Auparavant, le marché de la cryptographie nourrissait des attentes quant à la trajectoire de régulation, et l’écart avec la réalité la plus récente s’est révélé significatif. Bon nombre d’investisseurs institutionnels avaient initialement considéré l’avancement au Congrès de la loi CLARITY comme une condition préalable centrale permettant de clarifier le cadre de régulation des cryptomonnaies, voire comme l’une des justifications pour renforcer leurs positions sur le BTC et l’ETH. Or, lors du vote de cloture de mardi, ce texte a été rejeté directement ; ensuite, Bernstein a révélé que la SEC et la CFTC allaient adopter des règles de régulation « agressives » sur les cryptos afin de combler le décalage temporel né de l’enlisement législatif. Le cœur de cet écart d’anticipation n’est pas un changement d’attitude des autorités américaines envers la cryptographie, mais le fait que la voie législative de la régulation des cryptos présente elle-même des blocages structurels difficiles à concilier.

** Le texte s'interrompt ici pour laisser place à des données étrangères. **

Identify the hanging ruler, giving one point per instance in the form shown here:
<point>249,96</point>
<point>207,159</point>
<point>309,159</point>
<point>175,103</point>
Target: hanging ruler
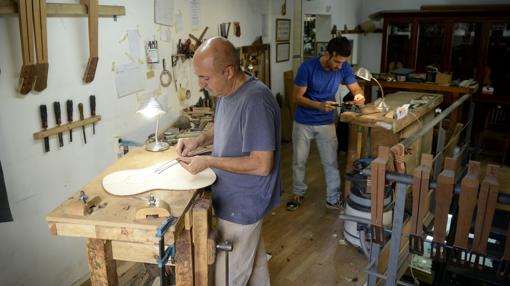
<point>90,70</point>
<point>26,25</point>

L’objectif central du projet de loi CLARITY est de clarifier le partage de la compétence entre la SEC et la CFTC concernant les cryptoactifs : les cryptoactifs qui ne possèdent pas de caractère de valeur mobilière seraient placés sous la régulation de la CFTC, tandis que seuls les cryptoactifs correspondant à la définition de valeur mobilière seraient confiés à la compétence de la SEC. Le projet vise ainsi, au niveau des règles, à résoudre le problème de longue date d’une zone grise concernant la frontière de juridiction entre ces deux institutions. Toutefois, pendant la progression du projet au sein du Congrès, les divergences entre les deux partis sur des dispositions clés, comme les critères de qualification comme « valeur mobilière » et les exemptions de régulation pour la DeFi, n’ont jamais pu être surmontées. Même si la majorité pousse le texte, il est difficile d’atteindre le seuil de 60 voix requis pour l’adoption au Sénat. Cette contradiction structurelle a été largement sous-estimée par le marché jusqu’ici, ce qui a conduit à des attentes trop élevées concernant l’adoption de la législation.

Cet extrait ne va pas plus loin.